However, there is still some variation in the factors associated with multimorbidity between urban and rural areas. In urban areas, the unique protective factor of multimorbidity is childlessness, and the unique risk factor is insufficient fresh fruit intake and high BMI. It is worth noting that being childless may prevent urban older adults to suffer from multimorbidity. They do not have to spend a lot of money and energy on cultivating their children.

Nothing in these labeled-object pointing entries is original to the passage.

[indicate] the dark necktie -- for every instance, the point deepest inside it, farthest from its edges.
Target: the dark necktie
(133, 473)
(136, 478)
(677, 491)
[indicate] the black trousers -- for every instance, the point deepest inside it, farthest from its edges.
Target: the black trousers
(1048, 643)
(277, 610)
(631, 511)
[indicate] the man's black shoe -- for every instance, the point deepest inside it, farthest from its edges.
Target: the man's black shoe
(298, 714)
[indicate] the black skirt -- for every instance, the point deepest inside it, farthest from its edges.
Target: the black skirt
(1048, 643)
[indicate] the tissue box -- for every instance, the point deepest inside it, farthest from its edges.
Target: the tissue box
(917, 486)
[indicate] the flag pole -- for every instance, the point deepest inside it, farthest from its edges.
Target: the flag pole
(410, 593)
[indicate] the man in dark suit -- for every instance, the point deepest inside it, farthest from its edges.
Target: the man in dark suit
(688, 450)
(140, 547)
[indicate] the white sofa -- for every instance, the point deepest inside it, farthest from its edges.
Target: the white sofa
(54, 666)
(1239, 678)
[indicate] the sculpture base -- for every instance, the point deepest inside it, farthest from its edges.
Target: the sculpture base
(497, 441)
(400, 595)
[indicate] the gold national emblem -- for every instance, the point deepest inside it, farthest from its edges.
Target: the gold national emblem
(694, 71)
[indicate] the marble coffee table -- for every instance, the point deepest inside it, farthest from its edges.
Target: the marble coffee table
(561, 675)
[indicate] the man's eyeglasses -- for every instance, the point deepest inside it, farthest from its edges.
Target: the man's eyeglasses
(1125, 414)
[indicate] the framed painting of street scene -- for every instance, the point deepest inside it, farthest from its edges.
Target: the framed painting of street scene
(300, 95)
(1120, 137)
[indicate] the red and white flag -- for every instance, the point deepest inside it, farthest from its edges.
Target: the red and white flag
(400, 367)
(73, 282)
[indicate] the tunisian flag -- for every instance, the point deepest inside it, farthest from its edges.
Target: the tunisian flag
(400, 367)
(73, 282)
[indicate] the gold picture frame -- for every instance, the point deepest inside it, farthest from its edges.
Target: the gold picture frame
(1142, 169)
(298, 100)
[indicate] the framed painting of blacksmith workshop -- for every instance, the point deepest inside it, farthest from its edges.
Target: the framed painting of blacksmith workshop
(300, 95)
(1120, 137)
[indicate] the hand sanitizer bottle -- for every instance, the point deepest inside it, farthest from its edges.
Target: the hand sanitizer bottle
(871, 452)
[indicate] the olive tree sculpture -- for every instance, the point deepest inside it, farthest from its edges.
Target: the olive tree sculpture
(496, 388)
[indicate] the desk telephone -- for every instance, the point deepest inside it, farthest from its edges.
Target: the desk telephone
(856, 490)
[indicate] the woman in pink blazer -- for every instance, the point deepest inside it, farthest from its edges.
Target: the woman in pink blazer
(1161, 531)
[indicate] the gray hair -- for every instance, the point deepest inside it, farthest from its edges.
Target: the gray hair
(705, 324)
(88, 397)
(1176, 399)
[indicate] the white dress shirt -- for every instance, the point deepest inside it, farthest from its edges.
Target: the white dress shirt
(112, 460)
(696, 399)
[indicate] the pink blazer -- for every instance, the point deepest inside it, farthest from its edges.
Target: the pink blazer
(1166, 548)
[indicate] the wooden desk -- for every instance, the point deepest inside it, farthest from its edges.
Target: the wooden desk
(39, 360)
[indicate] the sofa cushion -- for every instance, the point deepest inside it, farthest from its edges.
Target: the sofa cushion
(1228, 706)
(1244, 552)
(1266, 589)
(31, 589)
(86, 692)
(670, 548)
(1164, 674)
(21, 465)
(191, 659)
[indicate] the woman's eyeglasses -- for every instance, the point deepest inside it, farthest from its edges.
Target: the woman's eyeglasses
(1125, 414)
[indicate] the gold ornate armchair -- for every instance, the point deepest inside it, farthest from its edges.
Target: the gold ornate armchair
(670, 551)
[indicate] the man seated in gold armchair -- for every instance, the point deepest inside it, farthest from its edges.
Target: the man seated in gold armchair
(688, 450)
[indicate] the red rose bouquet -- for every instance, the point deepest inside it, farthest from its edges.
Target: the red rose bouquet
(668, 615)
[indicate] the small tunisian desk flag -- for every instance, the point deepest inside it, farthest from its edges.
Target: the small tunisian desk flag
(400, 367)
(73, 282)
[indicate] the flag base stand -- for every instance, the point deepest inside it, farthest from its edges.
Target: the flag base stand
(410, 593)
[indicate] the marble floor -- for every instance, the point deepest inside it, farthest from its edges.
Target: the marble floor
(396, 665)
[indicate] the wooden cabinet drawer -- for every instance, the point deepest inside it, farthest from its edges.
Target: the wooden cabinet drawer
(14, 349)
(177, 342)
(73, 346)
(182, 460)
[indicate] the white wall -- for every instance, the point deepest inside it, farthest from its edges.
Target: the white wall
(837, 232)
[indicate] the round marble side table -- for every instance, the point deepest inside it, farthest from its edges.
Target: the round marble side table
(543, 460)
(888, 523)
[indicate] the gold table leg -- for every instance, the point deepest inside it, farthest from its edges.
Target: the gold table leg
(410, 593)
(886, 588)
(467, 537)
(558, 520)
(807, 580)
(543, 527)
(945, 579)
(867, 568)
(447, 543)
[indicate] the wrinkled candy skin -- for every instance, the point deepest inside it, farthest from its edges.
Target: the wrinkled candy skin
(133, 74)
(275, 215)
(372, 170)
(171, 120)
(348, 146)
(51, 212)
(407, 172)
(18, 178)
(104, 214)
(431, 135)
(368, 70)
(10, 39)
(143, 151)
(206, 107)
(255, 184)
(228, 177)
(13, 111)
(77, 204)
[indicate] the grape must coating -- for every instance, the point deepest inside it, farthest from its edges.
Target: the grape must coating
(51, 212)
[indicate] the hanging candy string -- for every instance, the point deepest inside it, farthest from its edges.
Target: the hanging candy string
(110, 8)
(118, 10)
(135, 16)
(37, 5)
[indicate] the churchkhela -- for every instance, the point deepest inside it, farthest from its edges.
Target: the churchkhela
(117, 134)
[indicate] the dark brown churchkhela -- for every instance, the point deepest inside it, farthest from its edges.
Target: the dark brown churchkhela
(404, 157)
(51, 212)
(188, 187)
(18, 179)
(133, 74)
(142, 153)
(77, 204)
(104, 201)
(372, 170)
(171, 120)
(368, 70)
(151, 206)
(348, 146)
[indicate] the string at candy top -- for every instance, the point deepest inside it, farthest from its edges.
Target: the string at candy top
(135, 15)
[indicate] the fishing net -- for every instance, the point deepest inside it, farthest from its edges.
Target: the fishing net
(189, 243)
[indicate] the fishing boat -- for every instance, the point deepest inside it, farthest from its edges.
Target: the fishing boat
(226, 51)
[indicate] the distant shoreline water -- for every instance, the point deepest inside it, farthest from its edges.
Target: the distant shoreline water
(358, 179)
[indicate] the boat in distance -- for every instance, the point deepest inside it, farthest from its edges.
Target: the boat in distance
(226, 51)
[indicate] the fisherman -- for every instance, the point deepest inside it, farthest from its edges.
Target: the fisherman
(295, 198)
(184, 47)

Hence, they have more freedom to do their own things and participate in more social activities, thereby keeping good physical health. Compared with rural areas, urban residents have been shown to exhibit higher rates of unhealthy diet, physical inactivity, and obesity (40, 41). The rapid improvement in the living conditions of urban residents is the primary factor leading to their being overweight. Moreover, the modernization of the urban industrial structure has led to a sharp decline in the proportion of manual labor, which has led to an increase in the incidence of obesity. Reasonable dietary behavior and physical exercise can enhance physical fitness and reduce the occurrence of being overweight.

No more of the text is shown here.